9. African Growth and Opportunity Act (AGOA)

The AGOA is the first ever trade and investment legislation on Africa that was recently adopted by the US Congress. The Act encourages a transition from aid to trade for Sub-Saharan African countries committed to economic and political reforms. This non-reciprocal Trade Agreement provides that African products meeting eligibility requirements when imported from designated beneficiaries will receive duty free treatment in the United States for a renewable period of 8 years.

The trade preferences contained in the Africa Growth and Opportunity Act creates very big opportunities for expanded trade and investment ties with the United States. The most important of the preferences deal with apparel exports, although there are significant benefits for other sectors like agriculture.

Eligibility. A Sub-Saharan country would be eligible for benefits only if the President determined that the country is taking steps to establish a market-based economy, does not engage in gross violationss of internationally recognised human rights, and does not engage in activities contrary to the U.S. national security or foreign policy interests.
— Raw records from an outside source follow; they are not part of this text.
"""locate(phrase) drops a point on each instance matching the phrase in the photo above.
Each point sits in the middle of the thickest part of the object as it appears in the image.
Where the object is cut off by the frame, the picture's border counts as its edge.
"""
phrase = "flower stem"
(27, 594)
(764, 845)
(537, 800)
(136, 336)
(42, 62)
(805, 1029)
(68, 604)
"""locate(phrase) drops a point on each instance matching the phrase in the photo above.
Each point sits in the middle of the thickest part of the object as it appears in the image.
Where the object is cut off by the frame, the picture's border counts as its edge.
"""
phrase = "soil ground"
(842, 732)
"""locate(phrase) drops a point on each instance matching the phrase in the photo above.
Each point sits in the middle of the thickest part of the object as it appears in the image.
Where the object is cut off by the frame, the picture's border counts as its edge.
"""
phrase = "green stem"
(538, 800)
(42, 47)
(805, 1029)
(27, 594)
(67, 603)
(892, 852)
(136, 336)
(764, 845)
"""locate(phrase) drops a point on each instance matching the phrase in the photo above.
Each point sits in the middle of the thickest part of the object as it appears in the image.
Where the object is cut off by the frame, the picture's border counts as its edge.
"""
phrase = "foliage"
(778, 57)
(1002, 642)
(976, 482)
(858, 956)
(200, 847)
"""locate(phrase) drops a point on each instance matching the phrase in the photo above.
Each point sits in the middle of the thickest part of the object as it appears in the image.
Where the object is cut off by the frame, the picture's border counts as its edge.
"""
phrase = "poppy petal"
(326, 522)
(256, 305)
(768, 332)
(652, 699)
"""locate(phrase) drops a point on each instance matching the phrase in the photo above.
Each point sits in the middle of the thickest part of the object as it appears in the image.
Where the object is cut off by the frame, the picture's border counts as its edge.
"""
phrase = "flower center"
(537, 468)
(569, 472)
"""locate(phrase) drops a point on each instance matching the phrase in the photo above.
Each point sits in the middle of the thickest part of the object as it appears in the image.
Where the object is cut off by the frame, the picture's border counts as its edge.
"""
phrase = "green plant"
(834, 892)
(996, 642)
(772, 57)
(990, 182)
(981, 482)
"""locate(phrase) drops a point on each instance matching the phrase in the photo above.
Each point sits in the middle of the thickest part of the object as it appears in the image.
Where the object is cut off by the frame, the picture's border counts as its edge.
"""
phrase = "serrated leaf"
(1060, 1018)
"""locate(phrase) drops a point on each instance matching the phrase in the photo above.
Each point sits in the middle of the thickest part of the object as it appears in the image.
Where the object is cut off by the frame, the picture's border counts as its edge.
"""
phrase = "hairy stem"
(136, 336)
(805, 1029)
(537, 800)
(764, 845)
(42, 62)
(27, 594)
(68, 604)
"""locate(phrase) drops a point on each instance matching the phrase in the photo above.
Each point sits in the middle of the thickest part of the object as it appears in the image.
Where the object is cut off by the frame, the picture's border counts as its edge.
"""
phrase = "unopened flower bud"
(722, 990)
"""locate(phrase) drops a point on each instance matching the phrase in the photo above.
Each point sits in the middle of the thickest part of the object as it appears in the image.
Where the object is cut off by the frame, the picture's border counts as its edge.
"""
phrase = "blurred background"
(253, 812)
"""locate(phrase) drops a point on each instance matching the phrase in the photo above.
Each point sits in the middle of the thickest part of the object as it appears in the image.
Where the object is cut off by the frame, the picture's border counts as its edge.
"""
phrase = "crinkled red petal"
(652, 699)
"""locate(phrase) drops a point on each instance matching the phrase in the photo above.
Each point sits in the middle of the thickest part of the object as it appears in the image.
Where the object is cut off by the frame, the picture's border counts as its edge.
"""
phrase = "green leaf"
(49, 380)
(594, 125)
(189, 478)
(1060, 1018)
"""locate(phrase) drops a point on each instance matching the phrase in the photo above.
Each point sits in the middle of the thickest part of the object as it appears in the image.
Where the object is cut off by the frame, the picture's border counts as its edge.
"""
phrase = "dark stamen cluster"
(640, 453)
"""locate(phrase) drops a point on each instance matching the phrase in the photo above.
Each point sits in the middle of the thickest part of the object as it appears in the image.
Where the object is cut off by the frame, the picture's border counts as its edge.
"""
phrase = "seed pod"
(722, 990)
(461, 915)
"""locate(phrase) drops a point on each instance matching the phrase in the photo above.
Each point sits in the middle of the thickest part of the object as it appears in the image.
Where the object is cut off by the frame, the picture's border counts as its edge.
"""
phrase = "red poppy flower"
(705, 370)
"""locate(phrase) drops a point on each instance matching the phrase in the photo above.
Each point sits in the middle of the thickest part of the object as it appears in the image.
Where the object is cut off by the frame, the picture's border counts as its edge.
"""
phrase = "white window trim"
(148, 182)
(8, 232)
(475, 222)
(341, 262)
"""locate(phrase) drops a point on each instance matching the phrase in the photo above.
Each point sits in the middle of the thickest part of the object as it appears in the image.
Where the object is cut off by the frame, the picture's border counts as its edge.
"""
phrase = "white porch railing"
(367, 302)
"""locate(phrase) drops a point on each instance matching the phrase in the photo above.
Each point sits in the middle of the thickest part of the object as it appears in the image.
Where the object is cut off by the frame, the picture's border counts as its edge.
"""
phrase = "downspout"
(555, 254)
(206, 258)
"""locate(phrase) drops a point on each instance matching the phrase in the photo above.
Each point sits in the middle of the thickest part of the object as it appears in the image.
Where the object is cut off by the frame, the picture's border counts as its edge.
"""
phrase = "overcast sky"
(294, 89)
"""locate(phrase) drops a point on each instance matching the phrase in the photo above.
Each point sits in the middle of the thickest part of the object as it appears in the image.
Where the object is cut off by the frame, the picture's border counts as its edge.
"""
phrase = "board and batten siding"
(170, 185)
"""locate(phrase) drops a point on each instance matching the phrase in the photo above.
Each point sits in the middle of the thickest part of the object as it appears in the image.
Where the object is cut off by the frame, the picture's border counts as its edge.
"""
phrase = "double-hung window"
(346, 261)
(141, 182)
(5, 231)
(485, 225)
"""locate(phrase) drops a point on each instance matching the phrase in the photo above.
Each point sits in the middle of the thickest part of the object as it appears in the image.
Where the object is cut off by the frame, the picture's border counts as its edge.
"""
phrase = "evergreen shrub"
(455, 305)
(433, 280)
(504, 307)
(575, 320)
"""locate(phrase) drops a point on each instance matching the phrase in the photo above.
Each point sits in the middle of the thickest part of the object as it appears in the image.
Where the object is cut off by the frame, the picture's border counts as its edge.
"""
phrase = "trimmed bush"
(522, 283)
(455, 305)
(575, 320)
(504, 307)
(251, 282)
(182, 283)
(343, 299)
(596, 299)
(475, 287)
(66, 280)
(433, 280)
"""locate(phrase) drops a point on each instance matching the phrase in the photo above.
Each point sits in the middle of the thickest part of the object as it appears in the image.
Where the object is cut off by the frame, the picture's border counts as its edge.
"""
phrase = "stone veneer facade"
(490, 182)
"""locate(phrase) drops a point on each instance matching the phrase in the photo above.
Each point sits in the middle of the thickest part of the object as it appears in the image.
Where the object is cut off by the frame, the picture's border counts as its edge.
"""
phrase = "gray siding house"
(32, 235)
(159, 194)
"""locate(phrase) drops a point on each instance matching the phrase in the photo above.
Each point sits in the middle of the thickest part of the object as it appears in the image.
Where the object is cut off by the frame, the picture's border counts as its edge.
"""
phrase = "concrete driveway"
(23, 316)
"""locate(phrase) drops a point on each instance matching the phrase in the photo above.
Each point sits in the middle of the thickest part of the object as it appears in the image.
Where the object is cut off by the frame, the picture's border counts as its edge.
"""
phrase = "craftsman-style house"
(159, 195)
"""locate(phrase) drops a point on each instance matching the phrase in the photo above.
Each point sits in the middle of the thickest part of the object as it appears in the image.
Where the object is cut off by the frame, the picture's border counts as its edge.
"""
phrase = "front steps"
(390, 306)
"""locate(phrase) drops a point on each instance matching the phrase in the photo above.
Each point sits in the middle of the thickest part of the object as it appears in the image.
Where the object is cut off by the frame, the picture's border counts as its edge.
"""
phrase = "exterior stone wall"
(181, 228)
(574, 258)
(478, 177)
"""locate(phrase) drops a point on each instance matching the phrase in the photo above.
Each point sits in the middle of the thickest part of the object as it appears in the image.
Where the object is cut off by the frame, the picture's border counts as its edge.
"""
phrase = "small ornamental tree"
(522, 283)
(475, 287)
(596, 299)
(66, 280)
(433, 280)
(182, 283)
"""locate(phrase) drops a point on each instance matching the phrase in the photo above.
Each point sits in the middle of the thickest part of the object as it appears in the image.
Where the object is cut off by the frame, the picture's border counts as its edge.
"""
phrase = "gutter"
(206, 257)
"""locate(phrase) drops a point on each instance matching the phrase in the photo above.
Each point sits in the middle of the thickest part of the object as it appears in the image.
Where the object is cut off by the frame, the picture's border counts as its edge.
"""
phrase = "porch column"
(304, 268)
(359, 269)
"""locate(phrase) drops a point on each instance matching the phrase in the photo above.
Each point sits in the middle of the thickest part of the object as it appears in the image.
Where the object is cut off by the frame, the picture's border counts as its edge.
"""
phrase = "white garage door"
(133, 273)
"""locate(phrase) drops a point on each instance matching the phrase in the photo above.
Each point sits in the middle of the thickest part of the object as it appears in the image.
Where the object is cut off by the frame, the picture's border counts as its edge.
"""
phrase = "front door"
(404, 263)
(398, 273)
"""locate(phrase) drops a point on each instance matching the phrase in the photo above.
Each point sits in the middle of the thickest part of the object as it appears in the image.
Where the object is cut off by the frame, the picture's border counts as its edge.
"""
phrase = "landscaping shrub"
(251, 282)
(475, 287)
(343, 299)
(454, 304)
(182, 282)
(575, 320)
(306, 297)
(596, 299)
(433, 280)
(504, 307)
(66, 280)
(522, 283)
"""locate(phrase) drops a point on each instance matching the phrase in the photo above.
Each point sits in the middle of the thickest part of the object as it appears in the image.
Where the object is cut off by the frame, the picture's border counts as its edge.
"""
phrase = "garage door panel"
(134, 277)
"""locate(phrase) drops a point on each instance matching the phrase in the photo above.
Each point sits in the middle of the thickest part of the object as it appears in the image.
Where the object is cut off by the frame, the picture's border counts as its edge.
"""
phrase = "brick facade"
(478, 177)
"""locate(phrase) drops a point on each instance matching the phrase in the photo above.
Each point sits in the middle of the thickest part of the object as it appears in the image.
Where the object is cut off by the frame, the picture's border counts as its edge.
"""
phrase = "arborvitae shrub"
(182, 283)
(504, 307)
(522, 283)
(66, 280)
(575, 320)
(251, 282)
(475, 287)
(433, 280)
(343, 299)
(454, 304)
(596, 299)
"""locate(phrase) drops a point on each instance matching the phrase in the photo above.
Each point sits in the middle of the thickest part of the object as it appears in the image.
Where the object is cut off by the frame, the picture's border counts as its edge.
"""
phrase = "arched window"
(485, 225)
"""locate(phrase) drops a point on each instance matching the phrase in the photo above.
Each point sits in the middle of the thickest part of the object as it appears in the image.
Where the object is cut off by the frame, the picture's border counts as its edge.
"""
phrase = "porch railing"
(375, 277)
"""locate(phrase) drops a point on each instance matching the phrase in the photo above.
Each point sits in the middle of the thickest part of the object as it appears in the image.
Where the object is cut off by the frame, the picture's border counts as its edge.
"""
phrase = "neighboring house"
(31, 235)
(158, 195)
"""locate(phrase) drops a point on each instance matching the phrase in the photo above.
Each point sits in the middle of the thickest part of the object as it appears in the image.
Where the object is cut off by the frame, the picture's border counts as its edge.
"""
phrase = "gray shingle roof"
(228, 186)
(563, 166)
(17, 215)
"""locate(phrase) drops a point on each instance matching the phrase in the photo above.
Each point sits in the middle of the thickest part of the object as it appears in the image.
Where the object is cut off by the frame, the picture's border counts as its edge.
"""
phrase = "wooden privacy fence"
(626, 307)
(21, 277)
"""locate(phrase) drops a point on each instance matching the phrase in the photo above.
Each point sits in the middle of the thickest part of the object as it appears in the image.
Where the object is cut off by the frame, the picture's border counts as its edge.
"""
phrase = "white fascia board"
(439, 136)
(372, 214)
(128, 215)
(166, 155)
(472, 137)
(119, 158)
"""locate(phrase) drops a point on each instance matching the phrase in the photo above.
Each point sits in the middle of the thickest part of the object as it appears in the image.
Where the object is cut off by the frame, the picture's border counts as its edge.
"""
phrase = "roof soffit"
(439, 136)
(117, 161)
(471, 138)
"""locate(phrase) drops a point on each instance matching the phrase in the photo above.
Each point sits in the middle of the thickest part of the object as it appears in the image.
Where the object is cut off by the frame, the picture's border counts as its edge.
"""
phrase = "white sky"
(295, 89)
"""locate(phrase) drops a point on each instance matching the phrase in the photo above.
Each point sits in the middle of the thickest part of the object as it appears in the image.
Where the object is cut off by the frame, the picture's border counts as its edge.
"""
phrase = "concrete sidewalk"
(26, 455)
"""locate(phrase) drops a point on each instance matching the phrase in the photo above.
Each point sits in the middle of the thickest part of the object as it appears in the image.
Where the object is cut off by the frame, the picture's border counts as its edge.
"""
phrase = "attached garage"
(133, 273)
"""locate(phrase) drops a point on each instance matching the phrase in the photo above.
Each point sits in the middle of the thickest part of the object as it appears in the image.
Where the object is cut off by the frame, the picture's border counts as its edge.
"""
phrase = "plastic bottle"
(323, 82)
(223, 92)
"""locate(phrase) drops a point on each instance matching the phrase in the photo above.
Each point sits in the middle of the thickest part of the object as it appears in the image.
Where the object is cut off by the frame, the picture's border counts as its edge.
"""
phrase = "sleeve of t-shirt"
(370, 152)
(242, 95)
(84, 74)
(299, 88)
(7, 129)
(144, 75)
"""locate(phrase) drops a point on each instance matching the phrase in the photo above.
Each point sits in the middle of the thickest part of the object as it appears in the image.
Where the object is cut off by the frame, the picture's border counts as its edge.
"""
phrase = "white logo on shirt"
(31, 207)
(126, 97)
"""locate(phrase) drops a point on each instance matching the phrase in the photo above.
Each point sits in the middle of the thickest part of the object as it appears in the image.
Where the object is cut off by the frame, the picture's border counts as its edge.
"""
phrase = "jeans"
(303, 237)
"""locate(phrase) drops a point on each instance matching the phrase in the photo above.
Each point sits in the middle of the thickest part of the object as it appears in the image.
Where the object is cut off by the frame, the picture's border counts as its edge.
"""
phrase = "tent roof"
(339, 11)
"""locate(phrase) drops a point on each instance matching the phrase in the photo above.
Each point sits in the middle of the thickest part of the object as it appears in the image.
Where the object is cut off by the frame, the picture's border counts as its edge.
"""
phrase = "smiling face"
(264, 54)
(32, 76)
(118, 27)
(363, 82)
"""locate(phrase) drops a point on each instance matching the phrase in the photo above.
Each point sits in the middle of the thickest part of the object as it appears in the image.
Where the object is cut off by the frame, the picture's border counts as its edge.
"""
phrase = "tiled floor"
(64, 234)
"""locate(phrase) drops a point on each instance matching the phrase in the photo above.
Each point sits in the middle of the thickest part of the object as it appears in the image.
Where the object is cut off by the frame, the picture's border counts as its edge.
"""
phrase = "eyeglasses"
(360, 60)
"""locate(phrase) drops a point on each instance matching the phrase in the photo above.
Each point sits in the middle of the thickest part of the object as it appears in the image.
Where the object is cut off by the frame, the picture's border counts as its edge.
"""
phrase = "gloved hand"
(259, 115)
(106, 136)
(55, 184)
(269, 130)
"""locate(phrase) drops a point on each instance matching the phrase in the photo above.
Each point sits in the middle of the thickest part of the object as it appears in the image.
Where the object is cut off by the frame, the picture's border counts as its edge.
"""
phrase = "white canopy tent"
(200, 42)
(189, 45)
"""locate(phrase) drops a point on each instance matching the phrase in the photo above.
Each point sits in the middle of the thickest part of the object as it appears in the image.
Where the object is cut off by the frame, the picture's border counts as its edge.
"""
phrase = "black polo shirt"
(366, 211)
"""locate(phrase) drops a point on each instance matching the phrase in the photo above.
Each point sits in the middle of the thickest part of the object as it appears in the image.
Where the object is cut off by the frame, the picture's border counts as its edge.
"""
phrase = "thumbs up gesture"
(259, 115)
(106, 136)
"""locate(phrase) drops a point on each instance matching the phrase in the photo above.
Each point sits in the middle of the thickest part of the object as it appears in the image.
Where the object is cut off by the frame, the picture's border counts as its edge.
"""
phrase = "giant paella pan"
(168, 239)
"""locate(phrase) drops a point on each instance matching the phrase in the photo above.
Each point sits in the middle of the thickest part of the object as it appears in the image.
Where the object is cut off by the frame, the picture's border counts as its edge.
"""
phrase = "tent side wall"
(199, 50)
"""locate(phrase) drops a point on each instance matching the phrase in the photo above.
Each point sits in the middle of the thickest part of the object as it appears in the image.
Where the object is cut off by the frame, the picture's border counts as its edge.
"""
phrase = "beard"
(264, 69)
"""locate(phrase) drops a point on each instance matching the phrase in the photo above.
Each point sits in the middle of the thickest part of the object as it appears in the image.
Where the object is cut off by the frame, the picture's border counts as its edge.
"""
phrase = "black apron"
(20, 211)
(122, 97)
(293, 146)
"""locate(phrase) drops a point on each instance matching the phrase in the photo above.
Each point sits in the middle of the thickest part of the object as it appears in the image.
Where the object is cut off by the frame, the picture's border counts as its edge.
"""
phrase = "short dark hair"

Generalised System of Preferences (GSP). The Africa Act extends US GSP to eligible African beneficiary countries by eight years until 2008 and expands the list of products that may receive duty-free treatment. This latter decision for expansion will be based on the International Trade Commission's advice regarding the import-sensitiveness of the products. To be eligible for GSP, countries must observe internationally recognised worker rights.

Quota-free access on apparel trade. Existing export quotas on Mauritius and Kenya will be lifted within 30 days of the establishment of "an effective visa system to prevent unlawful transshipment". Even products that do not qualify for duty-free access, i.e. apparel made in Mauritius from third-country fabric, will nevertheless be quota-free.

Duty-free access on apparel trade. The Act extends duty-free access to apparel imported from Africa subject to certain conditions. With certain exceptions, such duty-free access will be capped during the first year at 1.5% of total U.S. apparel imports during the most recent 12 months for which import data is available, growing in regular annual increments to 3.5% over eight years. The percentage cap will grow reflecting annual growth in total U.S. imports.

Special provision for LDCs. Only those (eligible) countries with per capita income of less than $ 1,500 will be eligible for duty-free access for a period of 4 years for apparel made from third-country fabric. This means that Mauritian companies which are already engaged in regional integration, for example Madagascar, will benefit from this advantage during 4 years. However, another consequence is that Mauritian companies will have to prepare themselves to produce yarn or identify potential suppliers of yarn in sub Saharan Africa.